Particularmente, não
sou simpático à primeira opção. Quanto a segunda e terceira opções, penso que
há como aproximá-las. Suspeito que o conhecimento da arte, passível de ser
adquirido com as disciplinas citadas anteriormente, em muito contribuem para
que a fruição estética ocorra mais consistente e significativamente. A
visceralidade existencial que o criador do objeto de arte “transfere” para este
último contribui para que a obra apresente uma autonomia estética relativa ao
eventual conjunto de conhecimentos adquiridos pelo freqüentador. Ou seja, por
mais que tenhamos os subsídios das disciplinas que se dedicam a “explicar”, a
analisar a arte, o arrebatamento da experiência estética nos coloca sempre
diante de um novo objeto. A experiência estética é sempre renovada e
existencialmente renovadora, mesmo que nos presentifiquemos ao objeto com anterioridades
teóricas, explicativas, analíticas; e que, não obstante, nos “preparam” para o
momento desta experiência.
Já que podemos
admitir a possibilidade de haver “explicações” e análises da arte (dos objetos
de arte) plausíveis e legítimas, apenas uma decisão pessoal nos levaria a nos
distanciarmos de suas contribuições (uma decisão igualmente plausível e
legítima). Alguns artistas se dedicam a estudar e analisar seus trabalhos,
valendo-se das contribuições teóricas de várias disciplinas; outros consideram
essa tarefa desnecessária. Os pesquisadores e estudiosos da arte – e que não
necessariamente se dedicam a produção artística – contribuem de forma
continuada para se ampliar a compreensão do que seja a arte, e suas observações
são eventualmente muito significativas. No entanto, a autonomia relativa do objeto estético (denominação para o conjunto de
significados transientes denotados pelo objeto de arte) no e do objeto de arte (denominação para a
materialidade do objeto de arte, propriamente dito) coloca primordialmente em
evidência a visceralidade dos significados e sentidos artístico-estéticos do
objeto de arte. Isso ocorre pelo fato do objeto estar impregnado dos aspectos
viscerais da existência do artista. E é esta visceralidade existencial que
capacita o pintor, por exemplo, a transformar a tinta em cor pictórica e, ao
músico, transformar o som em sonoridade musical. Ao que tudo indica, os que
analisam e os que procuram “explicar” a arte, não têm recursos para esgotar
explicativa e analiticamente o fazer artístico (o que de forma alguma
desqualifica seus discursos e teorias) e sua inerente visceralidade (sejam eles
pesquisadores ou os próprios artistas), pois os sentidos e significados do
objeto de arte são permanentemente construídos pela fruição estética, são
transientes e reearticuláveis.
Mas isso não
significa que o trabalho desses profissionais não tenha importância para a
compreensão da arte e que não contribua significativamente para a fruição
estética e que não se deva colocar a possibilidade de se “explicar” ou analisar
a arte, explicação e análise que deveria valorizar o processo da compreensão e
não algum eventual “resultado” que se pretendesse definitivo, absoluto e
inquestionável. Aliás, essa observação está diretamente relacionada a aplicação
das diversas disciplinas e de seus recursos epistemológicos, necessariamente
diferenciados.
Dessa forma, a
cientificidade de cada uma delas incorpora aspectos qualitativos se admitirem a
provisoriedade de suas “conclusões”, muito embora algumas disciplinas estejam
aptas a definirem consensualmente alguns dados (dados históricos, dados
biográficos, materiais usados na confecção de determinada obra, mas que, não
obstante, podem ser empiricamente questionados e colocados em “suspensão”
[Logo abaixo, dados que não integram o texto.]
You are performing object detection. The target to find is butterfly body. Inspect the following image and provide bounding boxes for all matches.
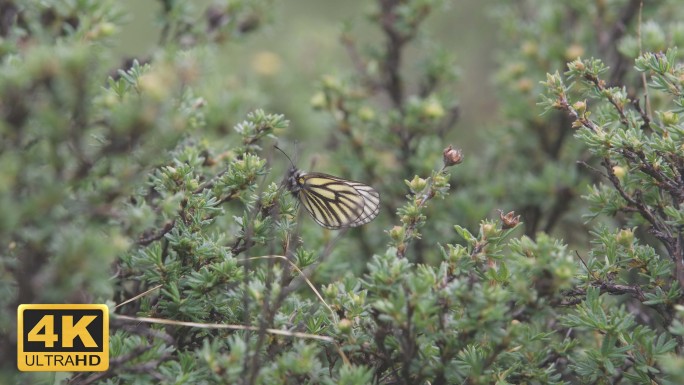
[285,166,380,230]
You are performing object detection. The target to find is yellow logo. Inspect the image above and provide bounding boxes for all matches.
[17,305,109,372]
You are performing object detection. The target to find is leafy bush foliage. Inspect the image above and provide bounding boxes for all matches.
[0,0,684,384]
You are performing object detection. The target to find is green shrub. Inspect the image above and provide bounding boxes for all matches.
[0,0,684,384]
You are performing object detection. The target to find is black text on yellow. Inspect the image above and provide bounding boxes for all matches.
[17,304,109,371]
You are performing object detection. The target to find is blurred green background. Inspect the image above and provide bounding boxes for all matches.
[115,0,499,153]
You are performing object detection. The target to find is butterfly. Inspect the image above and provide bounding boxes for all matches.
[276,146,380,230]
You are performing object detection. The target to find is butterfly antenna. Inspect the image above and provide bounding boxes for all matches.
[273,144,295,167]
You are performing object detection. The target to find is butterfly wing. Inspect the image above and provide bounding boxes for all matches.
[298,173,380,230]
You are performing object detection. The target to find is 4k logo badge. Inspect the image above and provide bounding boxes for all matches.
[17,305,109,372]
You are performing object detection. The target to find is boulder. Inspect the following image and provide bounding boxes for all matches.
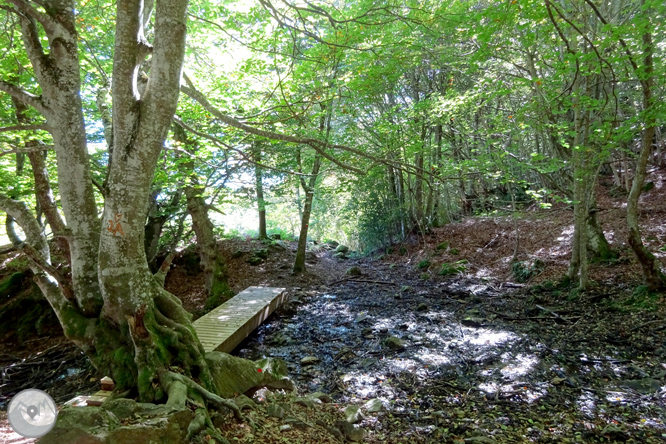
[384,336,406,350]
[346,265,363,276]
[206,352,294,398]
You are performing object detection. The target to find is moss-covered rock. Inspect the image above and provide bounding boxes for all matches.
[206,352,294,398]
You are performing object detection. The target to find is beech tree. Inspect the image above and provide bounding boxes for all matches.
[0,0,249,438]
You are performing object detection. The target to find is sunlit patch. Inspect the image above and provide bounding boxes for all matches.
[500,354,539,379]
[416,348,451,365]
[468,328,518,345]
[576,392,597,417]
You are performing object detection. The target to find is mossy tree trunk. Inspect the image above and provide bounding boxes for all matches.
[0,0,246,442]
[173,125,234,310]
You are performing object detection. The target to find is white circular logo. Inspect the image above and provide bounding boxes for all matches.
[7,389,58,438]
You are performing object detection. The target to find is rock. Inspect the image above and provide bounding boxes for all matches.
[247,256,264,266]
[345,405,363,424]
[384,336,406,350]
[285,417,312,430]
[301,356,321,366]
[620,378,664,394]
[325,426,345,442]
[40,401,194,444]
[308,392,333,404]
[234,395,257,410]
[305,251,319,263]
[335,421,365,442]
[294,397,321,409]
[266,404,286,419]
[345,265,363,276]
[335,245,349,253]
[206,352,294,398]
[363,398,384,413]
[268,241,287,253]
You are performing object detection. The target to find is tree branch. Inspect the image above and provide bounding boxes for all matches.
[0,80,47,114]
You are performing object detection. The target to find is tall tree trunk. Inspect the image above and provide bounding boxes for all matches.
[627,22,666,291]
[254,142,268,239]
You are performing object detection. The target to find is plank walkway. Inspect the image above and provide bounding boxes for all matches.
[193,287,287,353]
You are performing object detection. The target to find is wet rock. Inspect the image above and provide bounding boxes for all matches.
[254,248,268,259]
[620,378,664,394]
[285,417,312,430]
[363,398,384,413]
[294,398,321,409]
[460,318,483,328]
[335,245,349,254]
[335,421,365,442]
[234,395,257,410]
[326,426,345,442]
[346,265,363,276]
[266,404,286,419]
[247,256,264,266]
[268,241,288,253]
[345,405,363,424]
[305,251,319,264]
[206,352,294,398]
[301,356,321,366]
[308,392,333,404]
[384,336,406,350]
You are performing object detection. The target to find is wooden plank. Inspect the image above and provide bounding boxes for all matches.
[193,287,287,353]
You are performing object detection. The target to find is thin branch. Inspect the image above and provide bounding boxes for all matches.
[0,123,49,133]
[0,80,47,114]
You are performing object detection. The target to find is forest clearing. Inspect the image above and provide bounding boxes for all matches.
[0,0,666,444]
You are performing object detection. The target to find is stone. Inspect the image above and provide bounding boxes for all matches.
[384,336,406,350]
[620,378,664,394]
[308,392,333,404]
[363,398,384,413]
[335,245,349,253]
[247,256,264,266]
[254,248,268,259]
[346,265,363,276]
[40,401,194,444]
[294,397,321,409]
[206,351,294,398]
[335,421,365,442]
[266,404,286,419]
[234,395,257,410]
[285,417,312,430]
[345,405,363,424]
[301,356,321,366]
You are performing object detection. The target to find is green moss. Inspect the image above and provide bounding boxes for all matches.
[0,271,27,298]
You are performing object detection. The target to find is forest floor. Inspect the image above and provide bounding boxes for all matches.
[0,171,666,444]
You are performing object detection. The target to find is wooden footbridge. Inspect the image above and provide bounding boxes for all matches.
[66,287,287,406]
[194,287,287,353]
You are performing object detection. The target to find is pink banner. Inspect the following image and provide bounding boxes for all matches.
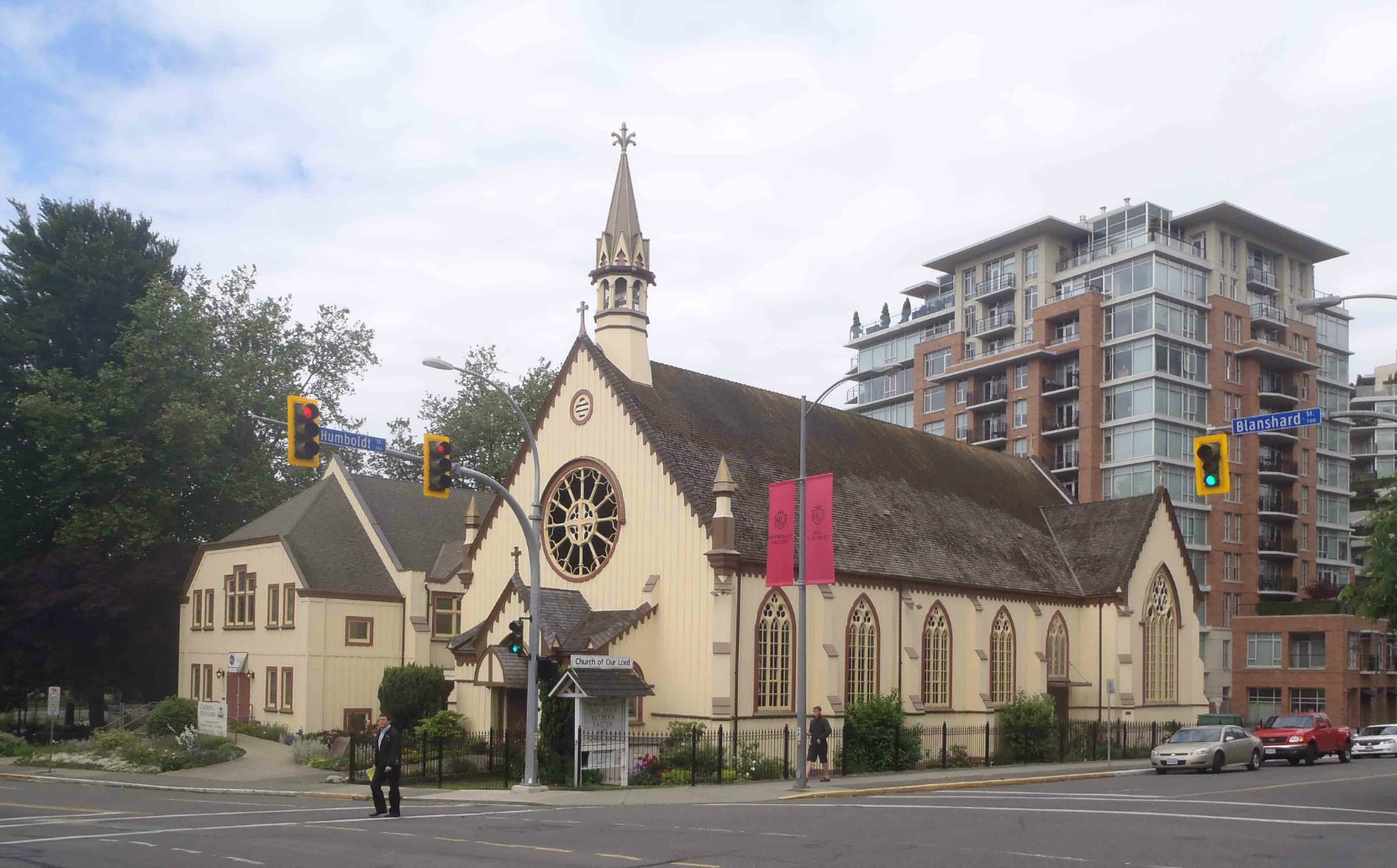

epistemológica). Mas e a situação do leigo, freqüentador da obra e que
circunstancialmente (ou não) não tem os recursos dos pesquisadores e dos
estudiosos, ou dos artistas que se propõem a discursar sobre o seu trabalho?
Neste caso, qual a possibilidade de “compreenderem” a obra? A obra “falaria”
por si? A frase “não entendi nada”, proferida por algumas pessoas diante de um
objeto de arte é, a priori,
inadequada e não permissível pois, também a priorie
sumariamente, a arte e os objetos de arte não podem ser “explicados racionalmente”?
Como se os objetos de arte fossem entidades metafísicas e inatingíveis pela
racionalidade, criadas por seres humanos “especiais”... Como se a arte e os
objetos de arte estivessem ameaçados pela racionalidade, caso esta última
pretendesse colocá-los em perspectiva...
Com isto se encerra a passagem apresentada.